Well, the reason a fair few players were ready to strike and voted against the CBA — including the delegation from Real Salt Lake that included Tony Beltran and Nick Rimando — just became a lot more clear.
One note stemming from Mapp signing and confirmed elsewhere: #MLS teams are limited to two signings from free agent pool.
— Kyle McCarthy (@kylejmccarthy) December 14, 2015
So — about that, right? We have, in essence, free agency for a very select group of players, those who are 28-years-old and have at least eight years of experience in the league, and they're given the option to go to whichever MLS team wants them.
Unless, you know, that MLS team has already signed two free agents.
Was free agency really won in the first place? This seems a bit like an unstructured, players-choice draft that's limited to two rounds. Or, you know, something like that.

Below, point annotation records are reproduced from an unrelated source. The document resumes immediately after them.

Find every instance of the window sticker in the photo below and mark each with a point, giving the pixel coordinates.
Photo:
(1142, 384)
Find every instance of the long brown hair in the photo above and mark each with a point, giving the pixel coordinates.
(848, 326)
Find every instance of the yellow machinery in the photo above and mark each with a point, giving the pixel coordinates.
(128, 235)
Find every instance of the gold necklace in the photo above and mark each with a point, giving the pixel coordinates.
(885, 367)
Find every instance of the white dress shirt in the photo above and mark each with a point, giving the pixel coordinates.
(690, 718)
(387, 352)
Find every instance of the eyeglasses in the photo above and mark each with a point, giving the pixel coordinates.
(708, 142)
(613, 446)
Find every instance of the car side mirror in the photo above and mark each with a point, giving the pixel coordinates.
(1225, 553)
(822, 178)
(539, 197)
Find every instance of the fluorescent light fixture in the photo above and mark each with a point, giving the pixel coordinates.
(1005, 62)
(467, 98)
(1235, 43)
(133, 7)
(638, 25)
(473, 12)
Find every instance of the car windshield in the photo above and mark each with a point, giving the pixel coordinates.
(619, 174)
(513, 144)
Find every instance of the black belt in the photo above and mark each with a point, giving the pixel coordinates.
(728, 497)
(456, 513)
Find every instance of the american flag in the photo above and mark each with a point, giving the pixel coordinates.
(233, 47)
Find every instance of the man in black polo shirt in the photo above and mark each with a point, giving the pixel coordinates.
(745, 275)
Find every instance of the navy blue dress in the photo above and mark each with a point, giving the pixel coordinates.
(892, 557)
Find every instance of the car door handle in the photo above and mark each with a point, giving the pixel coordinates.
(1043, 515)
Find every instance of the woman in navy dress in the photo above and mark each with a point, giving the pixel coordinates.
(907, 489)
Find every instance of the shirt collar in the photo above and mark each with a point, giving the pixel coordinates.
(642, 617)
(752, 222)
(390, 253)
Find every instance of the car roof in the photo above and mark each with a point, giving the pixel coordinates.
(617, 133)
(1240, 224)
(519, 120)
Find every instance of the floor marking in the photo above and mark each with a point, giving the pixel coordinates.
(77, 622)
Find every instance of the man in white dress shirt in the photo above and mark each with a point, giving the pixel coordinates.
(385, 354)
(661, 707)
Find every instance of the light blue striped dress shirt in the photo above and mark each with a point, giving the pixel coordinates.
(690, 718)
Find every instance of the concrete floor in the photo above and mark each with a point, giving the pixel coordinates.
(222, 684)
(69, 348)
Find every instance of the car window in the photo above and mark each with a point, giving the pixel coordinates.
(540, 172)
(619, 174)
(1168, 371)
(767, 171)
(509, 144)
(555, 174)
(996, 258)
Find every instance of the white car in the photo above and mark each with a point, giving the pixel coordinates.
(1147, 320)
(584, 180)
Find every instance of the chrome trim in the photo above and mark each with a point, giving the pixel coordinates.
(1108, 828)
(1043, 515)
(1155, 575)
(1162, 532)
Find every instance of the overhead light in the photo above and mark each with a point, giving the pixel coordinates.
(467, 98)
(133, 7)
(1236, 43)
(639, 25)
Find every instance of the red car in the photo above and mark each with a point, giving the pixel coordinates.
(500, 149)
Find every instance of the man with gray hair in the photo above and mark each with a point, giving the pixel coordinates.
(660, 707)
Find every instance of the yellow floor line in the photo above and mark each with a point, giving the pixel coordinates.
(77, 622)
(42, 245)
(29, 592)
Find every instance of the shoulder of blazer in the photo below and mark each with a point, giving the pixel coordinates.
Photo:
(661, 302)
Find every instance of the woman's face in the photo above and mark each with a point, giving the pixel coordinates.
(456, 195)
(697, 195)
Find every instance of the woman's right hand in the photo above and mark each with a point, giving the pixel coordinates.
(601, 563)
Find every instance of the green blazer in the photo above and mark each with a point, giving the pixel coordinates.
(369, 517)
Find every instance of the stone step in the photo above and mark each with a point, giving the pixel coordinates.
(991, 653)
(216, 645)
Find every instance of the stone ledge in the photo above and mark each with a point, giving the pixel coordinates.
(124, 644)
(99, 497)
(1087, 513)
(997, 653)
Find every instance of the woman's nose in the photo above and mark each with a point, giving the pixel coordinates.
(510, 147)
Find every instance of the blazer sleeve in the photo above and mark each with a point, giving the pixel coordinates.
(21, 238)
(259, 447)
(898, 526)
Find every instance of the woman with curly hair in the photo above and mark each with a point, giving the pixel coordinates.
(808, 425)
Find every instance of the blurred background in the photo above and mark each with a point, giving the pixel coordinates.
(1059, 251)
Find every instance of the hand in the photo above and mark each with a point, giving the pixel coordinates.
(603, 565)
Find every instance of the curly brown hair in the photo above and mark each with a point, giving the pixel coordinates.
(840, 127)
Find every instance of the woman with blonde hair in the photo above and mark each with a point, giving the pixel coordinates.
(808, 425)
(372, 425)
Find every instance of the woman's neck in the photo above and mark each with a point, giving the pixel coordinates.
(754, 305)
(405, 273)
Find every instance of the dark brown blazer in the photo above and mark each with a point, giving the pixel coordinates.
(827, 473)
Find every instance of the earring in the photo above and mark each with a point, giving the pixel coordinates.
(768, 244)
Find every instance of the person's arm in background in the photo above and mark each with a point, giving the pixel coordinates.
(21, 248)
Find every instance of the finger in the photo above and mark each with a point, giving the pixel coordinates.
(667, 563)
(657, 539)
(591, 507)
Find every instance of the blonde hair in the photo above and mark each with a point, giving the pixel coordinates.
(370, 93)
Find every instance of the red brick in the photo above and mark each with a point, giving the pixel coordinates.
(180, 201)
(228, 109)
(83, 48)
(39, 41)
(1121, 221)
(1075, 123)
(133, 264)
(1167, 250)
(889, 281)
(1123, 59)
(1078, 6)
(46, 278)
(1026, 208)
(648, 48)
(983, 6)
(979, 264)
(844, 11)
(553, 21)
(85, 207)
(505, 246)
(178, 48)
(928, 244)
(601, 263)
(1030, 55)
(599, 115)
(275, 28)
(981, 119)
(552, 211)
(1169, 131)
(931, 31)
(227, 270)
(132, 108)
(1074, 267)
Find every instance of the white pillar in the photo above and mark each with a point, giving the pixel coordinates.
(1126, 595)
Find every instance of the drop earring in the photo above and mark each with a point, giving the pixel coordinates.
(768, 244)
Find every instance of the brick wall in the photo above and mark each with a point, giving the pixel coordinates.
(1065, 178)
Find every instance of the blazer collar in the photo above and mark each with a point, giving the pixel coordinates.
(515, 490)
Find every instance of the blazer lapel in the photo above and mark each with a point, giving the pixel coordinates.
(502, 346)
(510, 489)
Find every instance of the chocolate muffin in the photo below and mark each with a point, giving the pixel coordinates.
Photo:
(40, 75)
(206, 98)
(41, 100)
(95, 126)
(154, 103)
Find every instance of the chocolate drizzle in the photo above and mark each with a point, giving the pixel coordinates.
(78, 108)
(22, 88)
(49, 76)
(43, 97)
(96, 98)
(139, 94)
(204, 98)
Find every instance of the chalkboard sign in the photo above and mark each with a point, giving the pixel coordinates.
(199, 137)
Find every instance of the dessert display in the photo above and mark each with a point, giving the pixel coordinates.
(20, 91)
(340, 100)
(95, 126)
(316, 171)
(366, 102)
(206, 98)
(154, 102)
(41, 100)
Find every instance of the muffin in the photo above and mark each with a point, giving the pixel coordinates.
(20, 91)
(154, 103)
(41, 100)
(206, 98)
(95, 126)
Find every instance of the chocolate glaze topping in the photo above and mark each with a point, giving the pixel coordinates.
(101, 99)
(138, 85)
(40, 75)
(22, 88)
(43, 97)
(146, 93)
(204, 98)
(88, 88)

It's all a little funny, especially as Targeted Allocation Money™ develops into something bigger this coming year — the CBA limits free agency significantly and sets out a very small salary cap boost over previous years, so we're left with these weird investment strategies within the organization that work around the rules they've imposed themselves.
It makes you wonder — if free agency was the stated goal of the collective bargaining agreement, why did representatives from 13 teams (or something in that range) throw out their hopes for something as gutted and insignificant as this?